Had it not been for a malfunctioning detonator, nearly 300 people traveling on a Christmas Day flight might have perished. Only the faulty device, along with some fast-acting passengers, prevented a disaster.
But the detonator was not the only malfunction in this near-catastrophe. Government also broke down. The suspect, Umar Farouk Abdulmutallab, has been on a watch list for the last two years. That list contains names of people known to have extremist links.
British press reports say Abdulmutallab has been on MI5's radar but was deemed insufficiently threatening to warrant surveillance. Still, he was barred from returning to Britain earlier this year, according to the London Times.

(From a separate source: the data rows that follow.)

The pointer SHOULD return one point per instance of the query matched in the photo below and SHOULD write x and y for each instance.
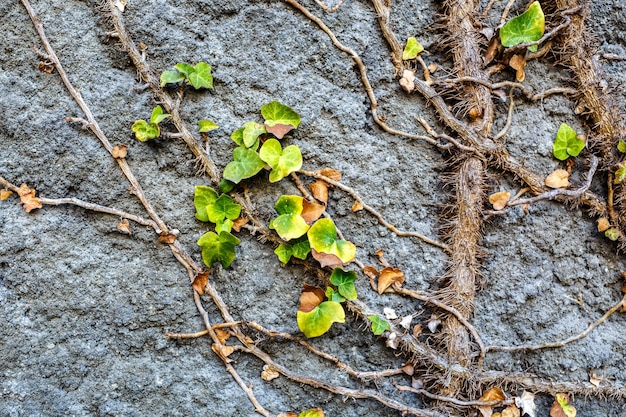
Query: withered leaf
(558, 179)
(319, 189)
(333, 174)
(119, 151)
(326, 259)
(278, 130)
(357, 206)
(311, 211)
(389, 276)
(603, 224)
(4, 194)
(28, 199)
(124, 226)
(310, 298)
(499, 200)
(200, 281)
(269, 373)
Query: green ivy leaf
(203, 196)
(282, 161)
(344, 281)
(145, 131)
(412, 49)
(218, 248)
(323, 238)
(171, 77)
(276, 113)
(201, 76)
(251, 133)
(333, 295)
(206, 126)
(158, 116)
(379, 326)
(566, 143)
(289, 224)
(527, 27)
(319, 320)
(223, 208)
(246, 163)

I was once on a watch list because my name is similar to that of someone wanted by the law. It is inconceivable that someone with a real terrorism profile could get on a plane bound for the United States with explosives strapped to his body and not be detected. When I was on a list, my identification was taken into a back room where calls were made to determine I was not the one they were looking for. Sometimes a series of S's would be stamped on my boarding pass. This did not qualify me for a free drink or an upgrade, but an intimate pat-down, along with a complete search of my carry-on bag. I had to turn on my laptop computer to prove it was not an explosive device.
How did Abdulmutallab, whose father had recently warned State Department officials about his son's radical beliefs and extremist connections, get on a plane bound for Detroit? What good is it to report suspicious behavior, as the Department of Homeland Security repeatedly urges us to do, if those reports are not taken more seriously?
Did America's reluctance to profile contribute to this latest near-disaster? That question should be among many asked at a congressional hearing.
Abdulmutallab is said to have traveled to the failed state of Yemen, where he acquired his explosive device and received training for the attack he nearly pulled off. The Obama administration is sending several Guantanamo detainees to Yemen. This is the equivalent of the Coolidge administration sending New York Mafia members to Chicago for re-education during the Roaring Twenties.